A statute carries a presumption of rationality when undergoing the traditional equal protection examination, and it is the defendant’s burden to demonstrate the impermissible nature of the classification created. (People v. Mayberry (1976), 63 Ill. 2d 1, 345 N.E.2d 97, cert. denied (1976), 429 U.S. 828, 50 L. Ed. 2d 92, 97 S. Ct. 87.) In the instant case, the defendant has failed to meet his burden. The defendant relies solely on the concept of stigma and adverse collateral consequences as grounds for striking down the statute as unconstitutional on its face. We do not believe that the absence of a quid pro quo renders the guilty but mentally ill statute unconstitutional. Moreover, the court in People v. Kaeding (1983), 98 Ill. 2d 237, 247, 456 N.E.2d 11, 17 found section 5—2—6, the section making treatment discretionary, a rational means of furthering the legislative purpose of prescribing sanctions proportionate to the seriousness of the offenses and permitting the recognition of differences in rehabilitation possibilities among individual offenders. (Ill.
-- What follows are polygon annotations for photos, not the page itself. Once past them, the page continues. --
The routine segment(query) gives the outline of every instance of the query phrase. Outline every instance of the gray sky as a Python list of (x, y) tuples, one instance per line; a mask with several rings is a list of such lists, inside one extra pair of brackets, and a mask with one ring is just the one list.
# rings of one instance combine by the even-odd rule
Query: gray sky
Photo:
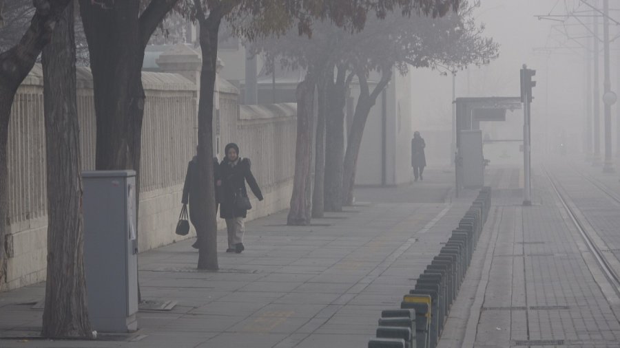
[[(614, 8), (620, 9), (620, 1), (611, 0), (610, 3), (612, 10)], [(535, 100), (532, 106), (533, 136), (537, 141), (533, 145), (535, 149), (544, 146), (545, 134), (547, 135), (547, 146), (552, 147), (555, 141), (554, 139), (562, 131), (575, 139), (575, 144), (580, 142), (584, 128), (586, 91), (583, 49), (572, 52), (568, 50), (555, 50), (551, 54), (534, 50), (557, 47), (564, 43), (572, 47), (578, 45), (567, 42), (567, 39), (558, 33), (550, 36), (552, 26), (559, 22), (539, 20), (535, 17), (549, 14), (552, 10), (552, 14), (565, 14), (567, 6), (568, 10), (571, 10), (579, 6), (579, 1), (482, 0), (482, 6), (476, 12), (477, 21), (479, 23), (484, 23), (486, 35), (501, 45), (499, 58), (488, 66), (472, 67), (468, 71), (459, 72), (457, 76), (457, 97), (518, 96), (521, 66), (526, 63), (528, 67), (536, 69), (535, 80), (537, 84), (533, 91)], [(588, 8), (583, 4), (581, 6), (578, 10)], [(612, 17), (620, 21), (620, 10), (612, 10), (611, 13)], [(589, 18), (581, 19), (590, 20)], [(577, 21), (572, 19), (566, 23), (575, 24)], [(568, 28), (575, 36), (586, 33), (585, 29), (578, 26)], [(610, 31), (613, 36), (620, 32), (620, 28), (612, 23)], [(602, 29), (601, 36), (602, 37)], [(586, 43), (585, 40), (581, 42)], [(612, 89), (616, 88), (619, 80), (614, 66), (618, 61), (618, 51), (614, 50), (614, 46), (618, 45), (618, 42), (612, 43), (610, 76)], [(601, 49), (602, 50), (602, 44)], [(602, 68), (601, 55), (601, 74)], [(449, 129), (451, 127), (451, 77), (440, 76), (437, 72), (428, 69), (416, 70), (413, 77), (413, 128)], [(601, 90), (602, 83), (601, 77)], [(430, 96), (428, 91), (431, 91)], [(614, 120), (615, 115), (614, 108)], [(522, 113), (515, 113), (512, 117), (517, 116), (522, 119)], [(522, 125), (522, 122), (520, 124)], [(514, 129), (515, 135), (521, 131), (520, 127)], [(578, 148), (580, 145), (575, 146)]]

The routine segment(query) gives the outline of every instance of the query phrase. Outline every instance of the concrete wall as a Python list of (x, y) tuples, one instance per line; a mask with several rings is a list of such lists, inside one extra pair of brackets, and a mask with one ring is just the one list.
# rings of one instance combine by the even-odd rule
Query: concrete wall
[[(371, 78), (378, 80), (380, 76), (371, 75)], [(359, 89), (356, 86), (352, 87), (351, 94), (357, 101)], [(382, 184), (382, 99), (384, 97), (386, 103), (385, 184), (400, 185), (409, 182), (411, 179), (413, 137), (411, 77), (395, 72), (385, 94), (377, 98), (366, 121), (355, 176), (358, 185)]]
[[(183, 72), (183, 76), (143, 73), (146, 103), (138, 215), (141, 251), (183, 238), (174, 234), (174, 228), (187, 162), (196, 151), (197, 127), (196, 83), (187, 77), (199, 76), (191, 71), (188, 74), (187, 67), (185, 64), (176, 69)], [(96, 139), (92, 76), (85, 68), (80, 68), (77, 76), (82, 167), (92, 170)], [(12, 110), (8, 145), (11, 232), (6, 241), (8, 280), (0, 286), (1, 290), (44, 281), (46, 275), (42, 79), (41, 67), (37, 65), (19, 87)], [(218, 86), (220, 110), (214, 122), (218, 122), (221, 142), (238, 142), (242, 156), (251, 158), (253, 171), (265, 196), (260, 204), (252, 197), (256, 208), (250, 211), (249, 219), (286, 208), (294, 169), (296, 105), (240, 107), (238, 91), (225, 80), (220, 80)], [(223, 226), (223, 221), (218, 223)], [(194, 236), (192, 231), (185, 238)]]

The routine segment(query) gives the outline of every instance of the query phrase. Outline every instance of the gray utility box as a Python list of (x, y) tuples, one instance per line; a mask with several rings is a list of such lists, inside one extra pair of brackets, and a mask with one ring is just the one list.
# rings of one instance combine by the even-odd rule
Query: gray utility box
[(482, 131), (461, 131), (459, 154), (463, 159), (462, 186), (467, 188), (484, 186)]
[(136, 331), (136, 172), (82, 172), (88, 314), (101, 332)]

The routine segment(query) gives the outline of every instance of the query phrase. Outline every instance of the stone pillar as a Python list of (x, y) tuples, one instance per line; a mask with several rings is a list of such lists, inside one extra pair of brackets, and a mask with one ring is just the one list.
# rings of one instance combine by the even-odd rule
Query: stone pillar
[[(163, 72), (168, 72), (172, 74), (178, 74), (181, 75), (196, 85), (196, 120), (195, 127), (198, 129), (198, 118), (197, 113), (198, 109), (198, 102), (200, 102), (200, 72), (202, 72), (203, 57), (198, 51), (192, 50), (191, 47), (183, 43), (178, 43), (172, 46), (169, 50), (161, 54), (159, 58), (156, 61), (157, 65), (161, 68)], [(220, 109), (220, 95), (219, 95), (219, 80), (220, 73), (224, 67), (224, 63), (218, 58), (217, 61), (217, 77), (216, 78), (215, 90), (214, 92), (214, 110), (213, 110), (213, 122), (214, 122), (214, 151), (216, 151), (217, 141), (219, 134), (217, 134), (217, 129), (220, 127), (217, 124), (219, 120), (218, 117)], [(217, 153), (216, 153), (217, 155)]]

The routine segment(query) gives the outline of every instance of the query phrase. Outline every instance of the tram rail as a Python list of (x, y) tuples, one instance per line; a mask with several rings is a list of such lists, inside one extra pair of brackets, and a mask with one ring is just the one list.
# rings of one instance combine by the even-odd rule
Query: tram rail
[[(564, 188), (559, 180), (557, 178), (554, 177), (553, 175), (546, 168), (544, 168), (544, 171), (547, 176), (549, 182), (551, 184), (551, 187), (553, 189), (553, 191), (555, 193), (556, 195), (561, 203), (562, 206), (568, 213), (573, 225), (579, 231), (588, 248), (592, 252), (599, 268), (603, 271), (608, 281), (612, 285), (616, 294), (620, 296), (620, 274), (619, 274), (618, 271), (611, 265), (609, 257), (608, 257), (608, 255), (606, 255), (606, 253), (603, 252), (603, 250), (601, 250), (601, 248), (597, 245), (597, 243), (595, 241), (595, 236), (591, 235), (591, 233), (588, 232), (588, 230), (590, 230), (592, 231), (593, 233), (596, 233), (595, 228), (592, 227), (592, 226), (590, 225), (590, 223), (587, 221), (582, 221), (582, 219), (577, 216), (577, 214), (575, 213), (574, 209), (571, 208), (571, 205), (574, 206), (577, 206), (573, 203), (568, 193), (566, 193), (566, 190)], [(597, 180), (592, 178), (587, 175), (584, 175), (581, 173), (580, 174), (589, 182), (592, 184), (592, 185), (597, 187), (599, 190), (603, 191), (607, 196), (610, 197), (615, 202), (617, 202), (619, 204), (620, 204), (620, 197), (618, 197), (615, 195), (608, 192), (608, 189), (606, 189), (606, 186), (603, 186), (604, 185), (601, 182), (597, 182), (598, 181)], [(561, 191), (564, 191), (564, 193), (561, 192)], [(588, 227), (589, 227), (589, 228)], [(605, 241), (603, 241), (600, 236), (597, 235), (596, 237), (598, 237), (599, 239), (602, 241), (602, 242), (606, 245), (607, 249), (609, 249), (607, 243), (605, 242)], [(612, 256), (611, 257), (615, 258), (614, 256)], [(618, 261), (620, 261), (620, 260)]]

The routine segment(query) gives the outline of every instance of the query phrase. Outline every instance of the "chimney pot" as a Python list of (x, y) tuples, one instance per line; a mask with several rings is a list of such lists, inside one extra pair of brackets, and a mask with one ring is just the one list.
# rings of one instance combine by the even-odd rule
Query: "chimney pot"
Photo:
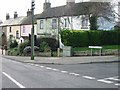
[(10, 19), (9, 13), (6, 14), (6, 20)]
[(18, 17), (17, 12), (14, 12), (14, 19)]

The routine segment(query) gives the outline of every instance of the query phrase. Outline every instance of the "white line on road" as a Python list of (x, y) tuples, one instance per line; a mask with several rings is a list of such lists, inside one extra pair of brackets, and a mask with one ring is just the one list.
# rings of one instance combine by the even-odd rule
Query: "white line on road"
[(75, 76), (79, 76), (80, 74), (77, 73), (69, 73), (70, 75), (75, 75)]
[(7, 73), (2, 72), (6, 77), (8, 77), (12, 82), (14, 82), (18, 87), (20, 88), (25, 88), (22, 84), (20, 84), (19, 82), (17, 82), (15, 79), (13, 79), (11, 76), (9, 76)]
[(86, 78), (86, 79), (95, 79), (94, 77), (90, 77), (90, 76), (82, 76), (83, 78)]
[(38, 67), (39, 65), (35, 64), (36, 67)]
[(45, 67), (45, 66), (40, 66), (41, 68)]
[(120, 83), (116, 83), (115, 85), (116, 85), (116, 86), (120, 86)]
[(60, 71), (59, 69), (52, 69), (52, 70), (54, 70), (54, 71)]
[(106, 79), (120, 81), (120, 79), (117, 79), (117, 78), (106, 78)]
[(99, 82), (104, 82), (104, 83), (108, 83), (108, 84), (113, 83), (112, 81), (107, 81), (107, 80), (105, 80), (105, 79), (99, 79), (99, 80), (97, 80), (97, 81), (99, 81)]
[(46, 67), (46, 69), (51, 70), (52, 68), (50, 68), (50, 67)]
[(68, 71), (61, 71), (62, 73), (68, 73)]

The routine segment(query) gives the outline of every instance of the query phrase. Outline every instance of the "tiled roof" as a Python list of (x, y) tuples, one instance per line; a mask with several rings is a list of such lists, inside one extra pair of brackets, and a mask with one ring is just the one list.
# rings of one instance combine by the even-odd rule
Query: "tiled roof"
[(22, 17), (17, 17), (15, 19), (11, 18), (3, 22), (0, 26), (15, 26), (15, 25), (20, 25), (23, 20), (25, 19), (25, 16)]
[[(34, 23), (36, 24), (36, 16), (34, 16)], [(26, 18), (22, 21), (21, 25), (28, 25), (28, 24), (32, 24), (32, 16), (26, 16)]]
[(75, 3), (71, 5), (64, 5), (60, 7), (49, 8), (37, 16), (38, 19), (52, 18), (52, 17), (62, 17), (62, 16), (78, 16), (86, 15), (88, 13), (94, 13), (95, 10), (102, 11), (103, 7), (108, 3), (105, 2), (82, 2)]

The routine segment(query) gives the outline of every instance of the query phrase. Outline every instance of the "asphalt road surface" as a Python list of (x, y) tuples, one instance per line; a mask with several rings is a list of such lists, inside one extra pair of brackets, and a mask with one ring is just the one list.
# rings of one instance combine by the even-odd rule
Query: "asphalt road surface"
[(41, 65), (2, 58), (2, 88), (118, 88), (118, 63)]

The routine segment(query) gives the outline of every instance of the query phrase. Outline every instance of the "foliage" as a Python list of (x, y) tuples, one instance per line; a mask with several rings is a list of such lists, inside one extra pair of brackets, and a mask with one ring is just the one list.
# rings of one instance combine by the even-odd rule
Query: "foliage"
[(61, 32), (64, 45), (72, 47), (88, 47), (90, 45), (120, 45), (120, 32), (102, 30), (65, 30)]
[(40, 52), (44, 52), (47, 48), (49, 48), (48, 43), (46, 43), (45, 41), (40, 43), (40, 47), (39, 47)]
[(89, 21), (90, 21), (90, 30), (98, 30), (97, 16), (91, 16), (89, 18)]
[(10, 40), (10, 48), (15, 48), (18, 46), (18, 42), (16, 40), (12, 41)]
[(38, 38), (37, 46), (40, 47), (40, 51), (43, 49), (49, 49), (55, 51), (58, 48), (58, 41), (55, 38)]
[(18, 55), (18, 48), (16, 47), (16, 48), (11, 48), (11, 49), (9, 49), (8, 51), (8, 55)]
[(26, 46), (28, 46), (28, 45), (29, 45), (29, 42), (28, 42), (28, 41), (25, 41), (25, 42), (23, 42), (23, 43), (21, 43), (21, 44), (19, 45), (18, 51), (19, 51), (19, 54), (20, 54), (20, 55), (22, 55), (24, 48), (25, 48)]

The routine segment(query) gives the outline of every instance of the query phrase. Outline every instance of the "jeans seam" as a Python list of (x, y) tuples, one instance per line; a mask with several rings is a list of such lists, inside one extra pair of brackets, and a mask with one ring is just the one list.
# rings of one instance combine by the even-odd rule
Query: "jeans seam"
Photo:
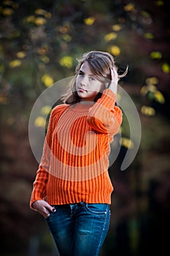
[(102, 228), (102, 234), (101, 236), (101, 239), (100, 239), (100, 242), (98, 244), (98, 250), (97, 250), (97, 254), (96, 254), (96, 256), (98, 255), (98, 249), (100, 249), (101, 246), (101, 241), (103, 241), (103, 237), (104, 237), (104, 231), (105, 230), (105, 227), (106, 227), (106, 224), (107, 224), (107, 213), (108, 213), (108, 207), (107, 208), (107, 211), (106, 211), (106, 214), (105, 214), (105, 219), (104, 219), (104, 225), (103, 225), (103, 228)]
[(85, 203), (85, 209), (87, 212), (90, 212), (92, 214), (98, 214), (98, 215), (105, 215), (106, 213), (107, 213), (107, 208), (106, 210), (104, 210), (103, 212), (100, 212), (100, 211), (91, 211), (89, 208), (88, 208), (88, 203)]

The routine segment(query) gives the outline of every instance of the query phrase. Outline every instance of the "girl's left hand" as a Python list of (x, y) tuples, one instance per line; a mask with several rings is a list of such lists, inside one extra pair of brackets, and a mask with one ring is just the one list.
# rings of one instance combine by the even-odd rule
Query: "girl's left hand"
[(119, 80), (118, 74), (115, 67), (110, 69), (111, 73), (111, 83), (109, 86), (109, 89), (111, 89), (115, 94), (117, 94), (117, 83)]

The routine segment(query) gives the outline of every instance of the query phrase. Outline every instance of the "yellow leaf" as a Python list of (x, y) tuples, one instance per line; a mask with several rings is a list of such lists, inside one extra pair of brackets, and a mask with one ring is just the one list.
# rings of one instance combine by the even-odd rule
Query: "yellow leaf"
[(62, 37), (66, 42), (70, 42), (72, 40), (72, 37), (68, 34), (63, 34)]
[(45, 74), (42, 77), (42, 82), (45, 85), (46, 87), (52, 86), (54, 83), (53, 78), (51, 78), (49, 75)]
[(72, 58), (70, 56), (64, 56), (59, 60), (59, 63), (60, 63), (61, 66), (66, 67), (69, 69), (73, 65)]
[(121, 29), (122, 29), (122, 26), (120, 24), (115, 24), (112, 26), (112, 30), (114, 30), (115, 31), (119, 31)]
[(34, 124), (36, 127), (45, 127), (46, 120), (42, 116), (37, 116), (34, 121)]
[(35, 16), (31, 15), (26, 18), (26, 22), (28, 23), (34, 23), (35, 22)]
[(9, 67), (12, 68), (15, 68), (16, 67), (20, 66), (22, 64), (22, 61), (20, 59), (14, 59), (13, 61), (11, 61), (9, 64)]
[(116, 39), (117, 37), (117, 34), (116, 33), (108, 33), (104, 37), (104, 40), (107, 42), (111, 41), (112, 39)]
[(40, 59), (42, 62), (44, 62), (45, 64), (47, 64), (50, 62), (50, 59), (48, 56), (47, 56), (46, 55), (44, 55), (40, 57)]
[(142, 86), (141, 89), (140, 94), (144, 96), (144, 95), (146, 95), (147, 92), (148, 92), (147, 86)]
[(95, 18), (94, 17), (88, 17), (85, 19), (84, 19), (84, 23), (88, 26), (91, 26), (95, 22)]
[(141, 108), (141, 113), (147, 116), (152, 116), (155, 115), (155, 110), (152, 107), (144, 105)]
[(118, 46), (114, 45), (110, 48), (110, 52), (112, 54), (117, 56), (120, 54), (121, 50)]
[(4, 16), (10, 16), (14, 13), (14, 10), (11, 8), (4, 8), (2, 13)]
[(42, 17), (39, 17), (35, 18), (35, 24), (37, 26), (42, 26), (46, 23), (46, 19)]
Rev. Stat. 1981, ch. 38, par. 1001—1—2(a).) Accordingly, the guilty but mentally ill statute is rationally based on a *813legitimate legislative purpose and does not create an arbitrary classification.

The final issue on appeal is whether the instant cause should be remanded for resentencing. In this action, the defendant was convicted of murder under sections 9 — 1(a)(1) and 9 — 1(a)(2) (Ill. Rev. Stat. 1979, ch. 38, pars. 9 — 1(a)(1), 9 — 1(a)(2)). The State has agreed that one of the defendant’s murder convictions must be vacated since there can be only one murder conviction when there is only one victim. (People v. Martin (1983), 112 Ill. App. 3d 486, 445 N.E.2d 795.) However, the defendant contends that the cause must be remanded for resentencing since it is impossible to discern on appeal to what extent the second, unauthorized murder conviction may have influenced the trial judge in the sentencing decision. We disagree. There is no indication in the record that the court was in any way influenced by the second conviction of murder when sentencing the defendant. (People v. Martin (1983), 112 Ill. App. 3d 486, 445 N.E.2d 795; People v. Miles (1981), 96 Ill. App. 3d 721, 422 N.E.2d 5.) Accordingly, the murder conviction under section 9 — 1(a)(2) must be vacated but the cause is not to be remanded for resentencing.

The judgment of the trial court is affirmed in part and vacated in part.

Affirmed in part and vacated in part.

LINN, P.J., and JOHNSON, J., concur.